Comparing a company's return on invested capital (ROIC) and the weighted cost of capital (WACC) can provide insights into its profitability. The ROIC measures how well a company generates cash flow relative to the capital it has invested in its business. The WACC is the rate that a company is expected to pay on average to all its security holders to finance its assets. Ideally, the ROIC should be higher than the WACC. For the past 12 months, Integer Holdings's ROIC is 4.97, and its WACC is 8.84.

Conclusion

In conclusion, the stock of Integer Holdings (ITGR, Financial) appears to be modestly undervalued. The company's financial condition is fair, and its profitability is fair. However, its growth ranks worse than 69.74% of 727 companies in the Medical Devices & Instruments industry. To learn more about Integer Holdings stock, you can check out its 30-Year Financials here.

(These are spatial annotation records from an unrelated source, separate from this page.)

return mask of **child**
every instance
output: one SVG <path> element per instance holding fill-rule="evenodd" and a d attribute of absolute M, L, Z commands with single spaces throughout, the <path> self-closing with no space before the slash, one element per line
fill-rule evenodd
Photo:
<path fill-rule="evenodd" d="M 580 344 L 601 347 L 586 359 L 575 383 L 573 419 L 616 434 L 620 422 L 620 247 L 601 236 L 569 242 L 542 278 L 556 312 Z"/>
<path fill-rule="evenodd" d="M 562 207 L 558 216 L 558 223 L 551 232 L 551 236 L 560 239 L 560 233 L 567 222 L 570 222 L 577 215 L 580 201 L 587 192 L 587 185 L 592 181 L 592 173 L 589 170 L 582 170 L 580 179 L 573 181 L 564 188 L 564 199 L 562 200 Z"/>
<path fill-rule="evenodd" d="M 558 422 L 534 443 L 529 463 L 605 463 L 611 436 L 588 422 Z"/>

To find out the high quality companies that may deliver above average returns, please check out GuruFocus High Quality Low Capex Screener.

This article, generated by GuruFocus, is designed to provide general insights and is not tailored financial advice. Our commentary is rooted in historical data and analyst projections, utilizing an impartial methodology, and is not intended to serve as specific investment guidance. It does not formulate a recommendation to purchase or divest any stock and does not consider individual investment objectives or financial circumstances. Our objective is to deliver long-term, fundamental data-driven analysis. Be aware that our analysis might not incorporate the most recent, price-sensitive company announcements or qualitative information. GuruFocus holds no position in the stocks mentioned herein.

Disclosures

I/We may personally own shares in some of the companies mentioned above. However, those positions are not material to either the company or to my/our portfolios.